We request support for a platform of instruments essential to the NSERC-funded research programs of five biologists and one chemist. The biologists have expertise in plant cell and molecular biology, plant genetics, plant physiology, plant nutrition and plant biochemistry. The chemist develops probes for next generation magnetic resonance imaging of biomolecules, with an interest to develop and apply such technology for plant stress biology research. A collaborative interest of this multidisciplinary, dynamic and cohesive group is to understand how plant metabolism, nutrition, growth and development are impacted by common environmental stresses such as drought, high salt and extreme temperature. For example, one current focus is to elucidate the means by which mitochondrial respiration interacts with and aids photosynthetic metabolism during periods of drought. Efforts are also being put toward understanding the role of plant hormones in defining seed susceptibility to high temperature, understanding the protein quality control systems that enable plants to withstand high temperature and other environmental stresses, and work examining ion transport mechanisms in a variety of crop and model plant species under both optimal and nutrient stress conditions. The over-arching goal of this group of principal investigators is to identify means to improve the performance of plants growing under sub-optimal field conditions.

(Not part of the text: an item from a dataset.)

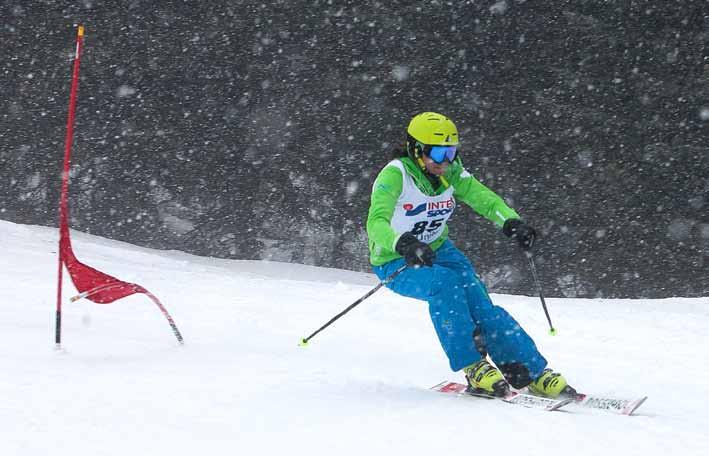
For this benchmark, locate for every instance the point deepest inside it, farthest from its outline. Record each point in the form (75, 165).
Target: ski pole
(304, 341)
(552, 331)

我们请求支持NSERC资助的五位生物学家和一位化学家的研究计划所必需的仪器平台。这些生物学家在植物细胞和分子生物学、植物遗传学、植物生理学、植物营养学和植物生物化学方面具有专长。化学家开发用于生物分子的下一代磁共振成像的探针，并有兴趣开发和应用这种技术用于植物胁迫生物学研究。这个多学科，充满活力和凝聚力的小组的合作兴趣是了解植物代谢，营养，生长和发育如何受到干旱，高盐和极端温度等常见环境胁迫的影响。例如，目前的一个重点是阐明线粒体呼吸与干旱期间的光合代谢相互作用并帮助光合代谢的方式。人们也在努力了解植物激素在确定种子对高温的敏感性方面的作用，了解使植物能够承受高温和其他环境胁迫的蛋白质质量控制系统，并在最佳和营养胁迫条件下研究各种作物和模式植物物种中的离子转运机制。这组主要研究人员的首要目标是确定提高植物在次优田间条件下生长性能的方法。